A recent meeting held Taiwan Ministry of Economic Affairs (MOEA) has made a conclusion that the ministry must revise current strategies on Taiwan’s LED industry development, and the MOEA pledged to work out revised strategies within a month.
Economic Minster Y.S. Shih met with top brasses of Taiwan’s leading LED industry in a bid to brainstorm ideas concerning how to help the manufacturers go through hard competition compounded by the economic downturn. Everlight Chairman Y.F. Yeh, Lextar Chairman David Su, EpistarPresident M.J. Jou, and LiteOn Technology Chief Executive Officer K.C. Terng, joined the MOEA-held meeting.

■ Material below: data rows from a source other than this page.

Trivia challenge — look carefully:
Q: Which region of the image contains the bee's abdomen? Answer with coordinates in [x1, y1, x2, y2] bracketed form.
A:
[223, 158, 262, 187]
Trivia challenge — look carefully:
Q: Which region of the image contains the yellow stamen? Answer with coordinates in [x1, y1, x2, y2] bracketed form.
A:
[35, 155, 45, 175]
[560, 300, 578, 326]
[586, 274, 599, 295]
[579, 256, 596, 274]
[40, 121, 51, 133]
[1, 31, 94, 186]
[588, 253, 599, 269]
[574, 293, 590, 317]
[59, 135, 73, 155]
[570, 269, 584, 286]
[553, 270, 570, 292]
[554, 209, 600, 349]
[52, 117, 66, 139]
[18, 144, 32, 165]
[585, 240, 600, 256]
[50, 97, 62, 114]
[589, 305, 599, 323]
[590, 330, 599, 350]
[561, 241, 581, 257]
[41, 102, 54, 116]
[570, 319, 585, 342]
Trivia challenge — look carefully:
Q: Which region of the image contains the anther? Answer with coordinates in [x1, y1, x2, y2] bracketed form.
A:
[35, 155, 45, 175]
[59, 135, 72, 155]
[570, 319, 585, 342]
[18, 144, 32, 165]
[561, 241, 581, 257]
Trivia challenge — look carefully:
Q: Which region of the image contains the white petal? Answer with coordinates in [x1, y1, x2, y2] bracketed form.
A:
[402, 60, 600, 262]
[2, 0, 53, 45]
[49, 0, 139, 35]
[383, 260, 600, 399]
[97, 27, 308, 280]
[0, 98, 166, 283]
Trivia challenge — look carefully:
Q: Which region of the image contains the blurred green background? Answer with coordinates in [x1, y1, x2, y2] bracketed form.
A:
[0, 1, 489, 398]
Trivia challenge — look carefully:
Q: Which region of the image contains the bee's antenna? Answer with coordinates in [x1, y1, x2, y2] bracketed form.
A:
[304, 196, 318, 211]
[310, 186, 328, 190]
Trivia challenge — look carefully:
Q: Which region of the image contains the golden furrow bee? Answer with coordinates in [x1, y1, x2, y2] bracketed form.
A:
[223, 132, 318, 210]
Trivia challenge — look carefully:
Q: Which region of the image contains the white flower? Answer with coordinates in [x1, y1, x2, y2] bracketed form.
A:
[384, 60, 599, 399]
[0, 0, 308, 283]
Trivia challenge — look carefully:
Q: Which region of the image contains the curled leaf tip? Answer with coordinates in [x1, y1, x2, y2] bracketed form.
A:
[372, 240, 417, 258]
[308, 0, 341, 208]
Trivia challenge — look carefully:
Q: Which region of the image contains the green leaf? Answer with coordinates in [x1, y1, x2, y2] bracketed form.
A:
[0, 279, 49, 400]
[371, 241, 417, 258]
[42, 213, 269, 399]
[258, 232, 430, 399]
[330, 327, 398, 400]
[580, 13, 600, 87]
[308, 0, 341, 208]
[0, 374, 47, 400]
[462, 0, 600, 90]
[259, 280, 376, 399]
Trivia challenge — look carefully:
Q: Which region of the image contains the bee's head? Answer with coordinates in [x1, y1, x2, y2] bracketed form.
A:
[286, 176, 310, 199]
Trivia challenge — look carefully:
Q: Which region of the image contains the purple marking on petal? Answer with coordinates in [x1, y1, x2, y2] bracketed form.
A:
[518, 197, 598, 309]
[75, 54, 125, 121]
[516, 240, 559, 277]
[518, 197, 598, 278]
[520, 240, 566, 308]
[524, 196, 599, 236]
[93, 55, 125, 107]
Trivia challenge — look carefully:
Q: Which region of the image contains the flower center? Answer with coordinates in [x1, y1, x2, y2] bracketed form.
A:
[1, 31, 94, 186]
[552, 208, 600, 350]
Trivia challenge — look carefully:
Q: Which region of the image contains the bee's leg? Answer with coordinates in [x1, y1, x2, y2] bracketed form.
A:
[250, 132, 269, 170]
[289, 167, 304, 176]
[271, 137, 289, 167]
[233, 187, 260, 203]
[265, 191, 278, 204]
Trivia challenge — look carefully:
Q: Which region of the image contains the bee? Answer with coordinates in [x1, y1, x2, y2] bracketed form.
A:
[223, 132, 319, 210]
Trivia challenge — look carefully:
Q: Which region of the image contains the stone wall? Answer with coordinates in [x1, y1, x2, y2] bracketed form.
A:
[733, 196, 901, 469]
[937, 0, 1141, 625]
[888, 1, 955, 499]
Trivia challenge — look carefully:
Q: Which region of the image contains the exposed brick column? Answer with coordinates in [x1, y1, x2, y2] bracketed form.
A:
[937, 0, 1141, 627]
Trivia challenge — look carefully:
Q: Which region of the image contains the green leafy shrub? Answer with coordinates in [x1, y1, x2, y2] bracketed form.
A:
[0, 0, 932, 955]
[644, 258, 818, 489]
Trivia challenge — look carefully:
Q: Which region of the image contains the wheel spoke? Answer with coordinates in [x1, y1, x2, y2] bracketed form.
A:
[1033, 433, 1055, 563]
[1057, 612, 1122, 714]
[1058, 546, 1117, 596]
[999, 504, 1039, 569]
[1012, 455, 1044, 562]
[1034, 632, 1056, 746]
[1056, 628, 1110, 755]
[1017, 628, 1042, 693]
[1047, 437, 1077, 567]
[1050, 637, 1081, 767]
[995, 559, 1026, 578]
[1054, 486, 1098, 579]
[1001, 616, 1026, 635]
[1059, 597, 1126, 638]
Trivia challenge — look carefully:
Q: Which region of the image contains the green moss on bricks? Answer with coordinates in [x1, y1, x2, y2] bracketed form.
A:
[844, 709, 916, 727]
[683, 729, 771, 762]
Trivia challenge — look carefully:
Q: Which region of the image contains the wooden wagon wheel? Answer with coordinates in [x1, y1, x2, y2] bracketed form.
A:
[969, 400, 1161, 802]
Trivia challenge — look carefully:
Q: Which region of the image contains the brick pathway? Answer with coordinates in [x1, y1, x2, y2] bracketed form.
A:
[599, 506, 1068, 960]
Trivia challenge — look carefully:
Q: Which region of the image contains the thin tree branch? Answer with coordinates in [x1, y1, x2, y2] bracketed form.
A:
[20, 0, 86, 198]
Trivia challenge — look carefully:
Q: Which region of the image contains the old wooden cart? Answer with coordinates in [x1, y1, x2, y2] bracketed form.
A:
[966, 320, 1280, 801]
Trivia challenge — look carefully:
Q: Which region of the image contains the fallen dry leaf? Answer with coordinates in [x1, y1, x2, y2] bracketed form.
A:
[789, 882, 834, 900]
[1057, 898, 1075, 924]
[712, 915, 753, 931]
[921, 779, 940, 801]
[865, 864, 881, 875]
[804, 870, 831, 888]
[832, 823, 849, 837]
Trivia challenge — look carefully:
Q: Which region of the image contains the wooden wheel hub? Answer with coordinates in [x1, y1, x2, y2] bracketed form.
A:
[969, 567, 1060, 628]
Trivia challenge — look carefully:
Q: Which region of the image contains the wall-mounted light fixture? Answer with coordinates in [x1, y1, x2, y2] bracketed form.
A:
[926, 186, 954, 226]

Firstly, the attendees expected government subsidization should address LED lighting procurers and electrical consumption, not the manufacturers. However, Shih responded that subsidizing government’s LED-streetlight contracts is easier than consumer procurements because work on consumer subsidization program will involve more government organizations than that on government contracts.
The ministry will spend NT$700 million (US$23 million at US$1: NT$30) in the next three years as subsidy for LED procurements. The fund is earmarked for financing Keelung, Hsinchu and Chiayi city governments to replace a total of 53 million mercury streetlights with LED ones. This year alone, the ministry budgets NT$170 million (US$5.6 million) for the subsidization. Also, the ministry will push for the establishment of a LED lighting joint venture between manufacturers across the Taiwan Straits.
Secondly,participants also discussed issues of cooperation between makers of both sides of the Taiwan Straits, including establishing industry standards, protecting intellectual properties, setting up strategic alliances, and tapping markets.
The ministry plans to slot standard establishment issue into agenda of next round of talks between Straits Exchange Foundation Chairman P.K. Chiang and Association for Relations of Across the Taiwan Straits President Chen Yunlin, the highest level semi-official talk between the two governments of the Taiwan Straits.